I am a Victoria’s Secret Model.
I am America’s Next Top Model.
I am the next American Idol.
I am Top Chef.
I am the next best-selling author.
At least in my head I am.
I’m also a realist and I understand I’m a pear-shaped, shaky soprano, take-out queen.
But in my head I’m a lot of things. That’s where all of my dreams, aspirations, and confidence live, in the conscience of my being. What’s swimming in the depths of your core? What are you dreaming of achieving?
As I’ve aged I’ve realized a few things about dreams. They coincide greatly with your confidence. You are either your worst critic or your best cheerleader. All greatness comes from a core belief inside you, not from your mom, dad, brother, sister, dog, friend, boss, or spouse. It comes solely from you. Do tell me, who is lining your subconscious sideline, a critic or a cheerleader?
Growing up I was teased about my big nose (um, duh, I’m Italian). In high school, I didn’t go to prom. I wasn’t even asked. In college, I was self-conscience about my hips, thighs and butt. I felt bad about myself.
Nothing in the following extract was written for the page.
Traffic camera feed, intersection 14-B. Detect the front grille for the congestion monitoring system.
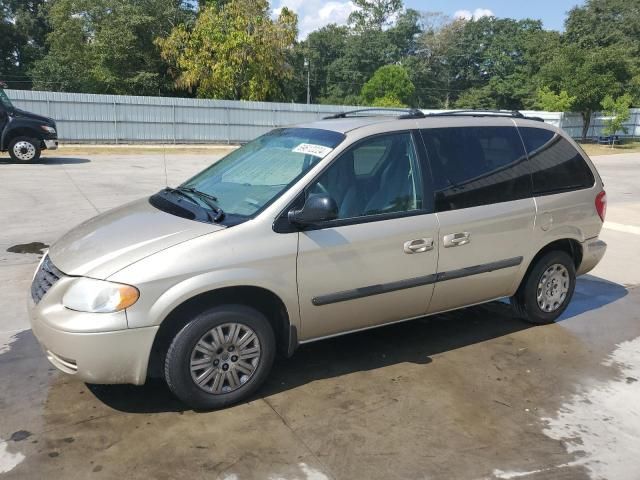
[31,255,64,303]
And when the many would compliment me, contrary to what the few had critiqued me on, I would brush it off. Because it was easier to believe what the critics would say – because that is what I believed.
And then something happened. Little by little, I built upon the small and fleeting moments of self-love. I contribute a lot of this revelation to maturing and determining that I’m not going to live based on what others think of me. The other part came from the encouraging words of others, being successful in my work, and allowing the real Stephanie to stand up.
Here is how you can begin believing you are more than what you think you are:
1. Accept and believe the compliments you receive. When someone decides to say something of a complimentary nature, it is downright rude of you not to accept it. So be polite and say thank you. Most people are trained to challenge or argue compliments. Who taught you that? Didn’t your mother teach you better than that? Don’t discount their compliment because of your own self-doubt. Instead build upon it. When you start with a thank you and focus on what they have told you, you will begin to build up your own self-confidence.
2. Write down self-love affirmations. These are things that you love about yourself. Come on, you’re sexy and you know it! Your job is to capture these and write them down. Just like goals, it’s easier to believe something when it’s written down. You don’t have to share these with anyone, BUT you do need to share them with yourself. Capture the thoughts, dreams, and aspirations that are in the corners of your heart and head. The thoughts you believe others would find you insane, for these are the real gems.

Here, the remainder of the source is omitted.